I had come into a condition of vast perplexities. For the first time in my life, at least so it seems to me now in this retrospect, I looked at my existence as a whole.

Since this was nothing, what was I doing? What was I for?

I was going to and fro about Tono-Bungay—the business I had taken up to secure Marion and which held me now in spite of our ultimate separation—and snatching odd week-ends and nights for Orpington, and all the while I struggled with these obstinate interrogations. I used to fall into musing in the trains. I became even a little inaccurate and forgetful about business things.
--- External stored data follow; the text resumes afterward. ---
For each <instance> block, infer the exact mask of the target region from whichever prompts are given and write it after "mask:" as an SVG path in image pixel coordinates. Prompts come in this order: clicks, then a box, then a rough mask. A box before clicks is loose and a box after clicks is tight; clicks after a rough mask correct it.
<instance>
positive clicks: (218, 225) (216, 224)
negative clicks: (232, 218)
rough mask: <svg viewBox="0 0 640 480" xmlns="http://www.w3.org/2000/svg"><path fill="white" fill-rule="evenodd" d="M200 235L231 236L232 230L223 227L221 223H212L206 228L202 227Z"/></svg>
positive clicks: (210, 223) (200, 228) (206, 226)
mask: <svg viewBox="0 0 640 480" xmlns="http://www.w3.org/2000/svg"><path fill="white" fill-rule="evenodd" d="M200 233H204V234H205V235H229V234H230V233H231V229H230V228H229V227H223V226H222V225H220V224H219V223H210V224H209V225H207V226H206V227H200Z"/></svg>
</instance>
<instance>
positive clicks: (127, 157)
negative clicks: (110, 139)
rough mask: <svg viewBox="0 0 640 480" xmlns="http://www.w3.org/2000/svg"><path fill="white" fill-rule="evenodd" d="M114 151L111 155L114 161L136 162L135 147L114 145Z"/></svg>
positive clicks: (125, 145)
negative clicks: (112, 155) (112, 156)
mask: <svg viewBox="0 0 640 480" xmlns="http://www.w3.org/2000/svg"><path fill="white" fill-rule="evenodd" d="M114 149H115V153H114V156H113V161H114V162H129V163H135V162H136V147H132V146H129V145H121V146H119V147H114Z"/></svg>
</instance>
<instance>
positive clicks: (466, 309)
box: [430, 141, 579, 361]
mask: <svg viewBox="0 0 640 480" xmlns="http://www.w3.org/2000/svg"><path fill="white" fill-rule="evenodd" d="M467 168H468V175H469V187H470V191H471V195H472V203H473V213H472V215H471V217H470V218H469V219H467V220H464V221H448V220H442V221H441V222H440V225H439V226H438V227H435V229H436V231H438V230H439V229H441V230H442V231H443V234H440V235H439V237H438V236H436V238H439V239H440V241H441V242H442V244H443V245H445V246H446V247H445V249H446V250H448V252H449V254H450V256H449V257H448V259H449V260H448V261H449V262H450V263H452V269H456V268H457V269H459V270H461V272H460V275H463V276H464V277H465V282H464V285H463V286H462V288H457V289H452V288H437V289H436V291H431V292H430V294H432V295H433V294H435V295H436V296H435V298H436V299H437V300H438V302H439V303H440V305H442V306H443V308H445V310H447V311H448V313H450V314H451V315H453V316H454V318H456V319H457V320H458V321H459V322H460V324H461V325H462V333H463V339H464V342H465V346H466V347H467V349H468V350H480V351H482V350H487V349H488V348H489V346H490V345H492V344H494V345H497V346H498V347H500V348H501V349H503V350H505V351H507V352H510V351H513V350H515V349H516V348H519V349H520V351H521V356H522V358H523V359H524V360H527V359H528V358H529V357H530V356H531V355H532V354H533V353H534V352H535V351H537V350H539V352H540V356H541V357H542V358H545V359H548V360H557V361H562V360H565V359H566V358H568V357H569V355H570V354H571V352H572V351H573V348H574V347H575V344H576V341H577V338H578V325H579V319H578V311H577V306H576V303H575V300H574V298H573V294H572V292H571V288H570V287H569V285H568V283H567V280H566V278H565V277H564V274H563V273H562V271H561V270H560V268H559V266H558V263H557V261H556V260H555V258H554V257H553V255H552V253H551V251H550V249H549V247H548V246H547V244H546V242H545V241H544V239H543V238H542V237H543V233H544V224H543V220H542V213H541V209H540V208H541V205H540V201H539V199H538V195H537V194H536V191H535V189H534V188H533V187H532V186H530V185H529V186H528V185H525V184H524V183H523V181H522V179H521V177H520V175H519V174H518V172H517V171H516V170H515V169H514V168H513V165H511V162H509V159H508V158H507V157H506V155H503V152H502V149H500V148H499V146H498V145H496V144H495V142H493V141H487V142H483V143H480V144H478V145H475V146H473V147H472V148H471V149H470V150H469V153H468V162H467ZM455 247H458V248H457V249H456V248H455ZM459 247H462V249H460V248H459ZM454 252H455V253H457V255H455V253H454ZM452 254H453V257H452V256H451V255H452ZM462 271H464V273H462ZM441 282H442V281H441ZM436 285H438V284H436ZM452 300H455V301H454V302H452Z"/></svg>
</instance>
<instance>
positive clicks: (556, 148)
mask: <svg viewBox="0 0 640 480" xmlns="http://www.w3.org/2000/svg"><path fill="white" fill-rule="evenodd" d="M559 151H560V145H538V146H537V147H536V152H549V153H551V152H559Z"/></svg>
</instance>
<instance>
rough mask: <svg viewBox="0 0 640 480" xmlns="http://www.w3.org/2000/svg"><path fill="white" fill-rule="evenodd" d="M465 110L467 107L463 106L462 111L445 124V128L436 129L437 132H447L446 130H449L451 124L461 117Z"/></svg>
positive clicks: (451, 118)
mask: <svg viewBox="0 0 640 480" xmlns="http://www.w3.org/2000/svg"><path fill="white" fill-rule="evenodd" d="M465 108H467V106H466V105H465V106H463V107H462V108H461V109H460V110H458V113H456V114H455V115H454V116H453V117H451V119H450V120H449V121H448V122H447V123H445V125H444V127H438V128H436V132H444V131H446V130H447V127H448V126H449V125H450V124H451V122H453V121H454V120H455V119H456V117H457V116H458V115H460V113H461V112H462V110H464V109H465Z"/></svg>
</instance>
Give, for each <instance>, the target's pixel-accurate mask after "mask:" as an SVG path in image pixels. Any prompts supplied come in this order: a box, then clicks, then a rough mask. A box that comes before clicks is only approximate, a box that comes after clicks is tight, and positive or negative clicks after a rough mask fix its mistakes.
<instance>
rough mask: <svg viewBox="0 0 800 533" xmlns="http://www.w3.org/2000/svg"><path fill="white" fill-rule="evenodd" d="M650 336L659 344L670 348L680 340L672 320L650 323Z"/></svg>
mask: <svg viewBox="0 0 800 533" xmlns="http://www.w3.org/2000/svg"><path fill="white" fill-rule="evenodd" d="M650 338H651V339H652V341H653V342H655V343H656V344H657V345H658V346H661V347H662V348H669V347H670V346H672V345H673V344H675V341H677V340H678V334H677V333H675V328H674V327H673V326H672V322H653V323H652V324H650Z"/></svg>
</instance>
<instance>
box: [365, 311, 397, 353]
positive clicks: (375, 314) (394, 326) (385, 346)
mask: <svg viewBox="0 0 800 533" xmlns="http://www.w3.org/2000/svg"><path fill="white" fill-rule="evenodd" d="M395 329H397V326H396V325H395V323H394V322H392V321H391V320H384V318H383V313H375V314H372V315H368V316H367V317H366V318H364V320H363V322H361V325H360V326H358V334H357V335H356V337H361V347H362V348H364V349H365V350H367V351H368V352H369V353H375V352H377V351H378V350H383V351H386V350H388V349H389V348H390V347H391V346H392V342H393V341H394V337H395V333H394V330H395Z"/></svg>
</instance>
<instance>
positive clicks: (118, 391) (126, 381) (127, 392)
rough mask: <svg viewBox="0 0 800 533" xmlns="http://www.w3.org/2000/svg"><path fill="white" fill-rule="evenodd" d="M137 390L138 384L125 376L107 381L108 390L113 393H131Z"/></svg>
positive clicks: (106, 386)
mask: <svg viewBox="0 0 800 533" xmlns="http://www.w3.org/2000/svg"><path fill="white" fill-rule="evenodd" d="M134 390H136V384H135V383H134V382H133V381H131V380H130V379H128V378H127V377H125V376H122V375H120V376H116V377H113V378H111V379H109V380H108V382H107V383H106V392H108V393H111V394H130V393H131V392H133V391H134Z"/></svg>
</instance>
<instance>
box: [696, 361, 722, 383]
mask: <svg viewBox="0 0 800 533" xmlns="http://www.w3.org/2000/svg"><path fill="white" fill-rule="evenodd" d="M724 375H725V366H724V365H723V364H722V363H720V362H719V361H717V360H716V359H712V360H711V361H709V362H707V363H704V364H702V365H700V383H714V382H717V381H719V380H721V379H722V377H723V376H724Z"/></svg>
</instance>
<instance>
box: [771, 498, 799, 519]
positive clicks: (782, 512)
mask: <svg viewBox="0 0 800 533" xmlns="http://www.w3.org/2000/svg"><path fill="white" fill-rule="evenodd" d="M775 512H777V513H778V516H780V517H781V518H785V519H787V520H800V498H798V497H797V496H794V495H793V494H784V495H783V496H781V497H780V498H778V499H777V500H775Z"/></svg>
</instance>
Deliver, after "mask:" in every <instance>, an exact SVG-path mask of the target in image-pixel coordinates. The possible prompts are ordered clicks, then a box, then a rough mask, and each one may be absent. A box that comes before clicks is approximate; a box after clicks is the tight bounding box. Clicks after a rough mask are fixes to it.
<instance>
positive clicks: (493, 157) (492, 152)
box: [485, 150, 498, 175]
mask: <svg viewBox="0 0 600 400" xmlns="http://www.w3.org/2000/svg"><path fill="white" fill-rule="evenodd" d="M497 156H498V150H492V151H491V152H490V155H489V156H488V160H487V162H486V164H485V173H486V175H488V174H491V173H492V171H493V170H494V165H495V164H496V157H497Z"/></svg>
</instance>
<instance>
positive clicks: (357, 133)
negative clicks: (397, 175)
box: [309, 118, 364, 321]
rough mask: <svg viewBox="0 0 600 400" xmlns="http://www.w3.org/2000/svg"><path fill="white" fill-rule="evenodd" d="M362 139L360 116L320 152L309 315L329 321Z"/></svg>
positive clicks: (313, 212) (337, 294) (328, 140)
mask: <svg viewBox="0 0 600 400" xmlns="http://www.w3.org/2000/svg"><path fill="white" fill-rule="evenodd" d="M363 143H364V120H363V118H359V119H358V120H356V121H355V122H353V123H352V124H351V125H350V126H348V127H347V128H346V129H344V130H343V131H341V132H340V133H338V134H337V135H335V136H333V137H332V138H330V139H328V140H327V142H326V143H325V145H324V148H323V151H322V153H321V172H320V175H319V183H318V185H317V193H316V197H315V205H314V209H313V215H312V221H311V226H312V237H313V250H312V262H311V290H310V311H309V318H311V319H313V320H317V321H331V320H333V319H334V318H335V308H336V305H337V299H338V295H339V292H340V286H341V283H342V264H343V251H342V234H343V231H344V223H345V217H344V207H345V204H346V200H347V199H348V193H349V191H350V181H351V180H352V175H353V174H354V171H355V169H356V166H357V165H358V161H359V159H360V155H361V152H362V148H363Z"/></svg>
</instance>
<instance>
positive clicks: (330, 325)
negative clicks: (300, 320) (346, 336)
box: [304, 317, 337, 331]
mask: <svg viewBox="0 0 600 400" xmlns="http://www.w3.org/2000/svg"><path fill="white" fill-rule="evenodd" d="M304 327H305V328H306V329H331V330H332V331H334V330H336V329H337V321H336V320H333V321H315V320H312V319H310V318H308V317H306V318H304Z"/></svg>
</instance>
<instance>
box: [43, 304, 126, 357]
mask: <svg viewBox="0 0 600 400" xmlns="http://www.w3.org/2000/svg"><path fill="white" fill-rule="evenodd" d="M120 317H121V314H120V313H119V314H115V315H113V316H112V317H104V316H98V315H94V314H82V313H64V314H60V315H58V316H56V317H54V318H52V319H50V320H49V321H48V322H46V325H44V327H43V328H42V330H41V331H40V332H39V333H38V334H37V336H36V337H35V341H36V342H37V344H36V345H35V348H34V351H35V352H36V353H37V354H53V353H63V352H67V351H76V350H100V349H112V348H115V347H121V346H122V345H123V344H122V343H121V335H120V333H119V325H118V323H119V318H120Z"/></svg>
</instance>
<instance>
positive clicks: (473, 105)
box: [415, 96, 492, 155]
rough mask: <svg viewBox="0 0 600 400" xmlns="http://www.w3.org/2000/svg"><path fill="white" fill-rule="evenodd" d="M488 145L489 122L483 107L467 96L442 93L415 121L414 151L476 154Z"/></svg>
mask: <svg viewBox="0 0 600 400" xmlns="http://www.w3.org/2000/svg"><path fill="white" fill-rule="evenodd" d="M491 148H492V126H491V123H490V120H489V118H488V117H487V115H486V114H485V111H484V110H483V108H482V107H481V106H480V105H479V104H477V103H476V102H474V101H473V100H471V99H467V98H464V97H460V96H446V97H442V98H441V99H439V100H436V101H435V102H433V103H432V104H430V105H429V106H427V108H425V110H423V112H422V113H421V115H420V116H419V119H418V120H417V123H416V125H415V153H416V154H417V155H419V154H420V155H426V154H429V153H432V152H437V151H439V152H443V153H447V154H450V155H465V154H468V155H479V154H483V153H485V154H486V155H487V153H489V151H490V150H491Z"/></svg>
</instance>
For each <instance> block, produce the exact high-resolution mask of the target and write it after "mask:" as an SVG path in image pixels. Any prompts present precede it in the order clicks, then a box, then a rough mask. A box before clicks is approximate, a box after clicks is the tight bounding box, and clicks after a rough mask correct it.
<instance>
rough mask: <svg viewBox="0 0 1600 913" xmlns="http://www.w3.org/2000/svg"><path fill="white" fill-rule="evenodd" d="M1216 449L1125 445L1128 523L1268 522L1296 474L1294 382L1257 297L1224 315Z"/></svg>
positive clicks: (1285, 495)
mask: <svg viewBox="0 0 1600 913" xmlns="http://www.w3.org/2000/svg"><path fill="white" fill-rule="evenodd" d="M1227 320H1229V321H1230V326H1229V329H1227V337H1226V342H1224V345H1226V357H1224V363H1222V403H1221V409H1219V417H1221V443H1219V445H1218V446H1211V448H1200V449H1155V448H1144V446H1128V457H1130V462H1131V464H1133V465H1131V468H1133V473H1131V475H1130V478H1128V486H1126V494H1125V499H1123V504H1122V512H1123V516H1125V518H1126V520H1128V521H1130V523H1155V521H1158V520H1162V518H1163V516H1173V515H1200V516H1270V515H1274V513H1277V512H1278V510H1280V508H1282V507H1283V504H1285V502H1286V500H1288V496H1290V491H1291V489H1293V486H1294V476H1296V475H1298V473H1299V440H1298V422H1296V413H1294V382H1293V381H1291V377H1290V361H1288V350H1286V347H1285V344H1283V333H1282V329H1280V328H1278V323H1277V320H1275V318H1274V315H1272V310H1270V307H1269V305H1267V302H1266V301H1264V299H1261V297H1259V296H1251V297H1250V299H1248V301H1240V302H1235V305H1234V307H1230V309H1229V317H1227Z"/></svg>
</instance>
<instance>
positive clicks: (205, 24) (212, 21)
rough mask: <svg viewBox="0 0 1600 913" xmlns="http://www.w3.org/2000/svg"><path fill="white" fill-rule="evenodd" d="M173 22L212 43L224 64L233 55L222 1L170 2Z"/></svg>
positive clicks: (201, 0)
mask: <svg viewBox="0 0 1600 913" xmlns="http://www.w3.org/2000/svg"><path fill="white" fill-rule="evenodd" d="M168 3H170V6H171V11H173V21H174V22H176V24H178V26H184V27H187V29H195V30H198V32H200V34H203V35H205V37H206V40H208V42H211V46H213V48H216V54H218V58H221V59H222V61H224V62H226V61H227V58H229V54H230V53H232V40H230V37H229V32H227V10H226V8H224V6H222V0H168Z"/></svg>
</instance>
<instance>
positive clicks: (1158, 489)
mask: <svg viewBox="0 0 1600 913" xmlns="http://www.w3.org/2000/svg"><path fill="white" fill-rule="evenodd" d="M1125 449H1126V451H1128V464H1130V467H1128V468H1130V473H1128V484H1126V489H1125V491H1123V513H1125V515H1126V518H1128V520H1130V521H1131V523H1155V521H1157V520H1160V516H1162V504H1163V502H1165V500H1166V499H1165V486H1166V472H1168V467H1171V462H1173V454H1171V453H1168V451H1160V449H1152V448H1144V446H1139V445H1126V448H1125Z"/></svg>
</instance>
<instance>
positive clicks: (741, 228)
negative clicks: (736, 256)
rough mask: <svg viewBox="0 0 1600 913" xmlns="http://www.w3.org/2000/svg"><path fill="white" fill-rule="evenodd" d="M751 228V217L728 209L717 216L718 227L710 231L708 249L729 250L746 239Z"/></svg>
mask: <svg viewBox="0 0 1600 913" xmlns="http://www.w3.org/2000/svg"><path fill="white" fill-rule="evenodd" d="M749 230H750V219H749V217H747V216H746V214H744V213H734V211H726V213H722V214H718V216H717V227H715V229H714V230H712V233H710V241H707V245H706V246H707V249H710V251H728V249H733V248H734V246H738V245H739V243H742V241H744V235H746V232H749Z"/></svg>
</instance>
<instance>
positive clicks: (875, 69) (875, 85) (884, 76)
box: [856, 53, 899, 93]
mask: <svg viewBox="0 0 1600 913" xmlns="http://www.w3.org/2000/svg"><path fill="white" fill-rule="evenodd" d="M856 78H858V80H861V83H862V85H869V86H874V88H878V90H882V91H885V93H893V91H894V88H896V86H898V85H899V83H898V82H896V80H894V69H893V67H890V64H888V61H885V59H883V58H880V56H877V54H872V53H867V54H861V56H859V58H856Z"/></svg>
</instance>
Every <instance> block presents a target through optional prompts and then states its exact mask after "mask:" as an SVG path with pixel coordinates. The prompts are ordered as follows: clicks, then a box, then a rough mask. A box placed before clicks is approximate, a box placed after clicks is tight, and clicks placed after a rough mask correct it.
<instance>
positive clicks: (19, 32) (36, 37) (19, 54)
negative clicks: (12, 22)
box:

I have the clearest memory of myself sitting thoughtful in the evening sunlight on a grassy hillside that looked towards Sevenoaks and commanded a wide sweep of country, and that I was thinking out my destiny. I could almost write my thoughts down now I believe, as they came to me that afternoon. Effie, restless little cockney that she was, rustled and struggled in a hedgerow below, gathering flowers, discovering flowers she had never seen before. I had, I remember, a letter from Marion in my pocket. I had even made some tentatives for return, for a reconciliation; Heaven knows now how I had put it! but her cold, ill-written letter repelled me. I perceived I could never face that old inconclusive dulness of life again, that stagnant disappointment. That, anyhow, wasn't possible. But what was possible? I could see no way of honour or fine living before me at all.

"What am I to do with life?" that was the question that besieged me.